I want to write how it looks to me that our emotions more than our reason underpin our morality. Some days that makes the precious edifice of right and wrong seem frighteningly fragile. Somedays I feel that's more robust and resilient than any other way it could be.
I never quite know what angle to approach this from. So I wrote this poem.... 

4 Angles on Morality. 
We are going on a drive. When we come to a bridge you notice a gap in the middle. “Stop,” you scream, but I reassure you, “It’ll be fine.”
We keep driving. Your knuckles whiten. Your face drains of colour.  We pass over the gap as if it were solid road and I laugh, “See.”
You punch my arm and I am genuinely surprised to find that you are not smiling. You make me promise you that we will never drive that path again.
You hold her in your talons to your breast. Your wings beat as fast as hummingbirds though they are as wide as an eagle’s.
Then you are pierced and you can’t figure out how to bring pressure to the wind anymore. It’s impossible but you’re not going to make it.
It still feels impossible the following year and the next.
You see a body in a bed. It is your own and I stand over you but we are so much older. A minute passes and beneath my occasional sob it’s my breathing you notice first and your lack of breathing next.
When you see the pillow in my hand you remember struggling to find air against it.
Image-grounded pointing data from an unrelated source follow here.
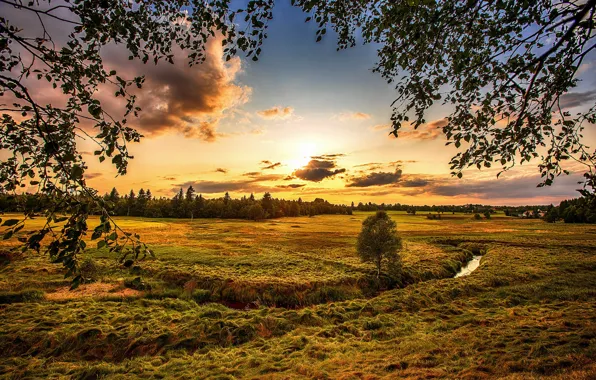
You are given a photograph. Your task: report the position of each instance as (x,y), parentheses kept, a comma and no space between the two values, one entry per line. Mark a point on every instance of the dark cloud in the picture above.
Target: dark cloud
(576,99)
(291,186)
(92,175)
(376,179)
(272,166)
(429,131)
(179,98)
(520,187)
(319,168)
(211,187)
You can’t remember if you asked me to...what. You can’t seem to care about what you’re seeing.
You are made of mesh. Four hands hold your corners and fling you out across the sea. You drift down, salt water moving through you. “This is what slicing something feels like” you think, recalling idly observing your hands and a knife in another life.
You hear the throaty chuckles of success from above you as you bear down on living things. You feel the panic of the fish you trap. When one escapes it takes your guilt with it.
You celebrate the fish’s freedom which feels traitorous, which feels wonderfully wicked, which feels contrived. You keep sinking until the sun vanishes.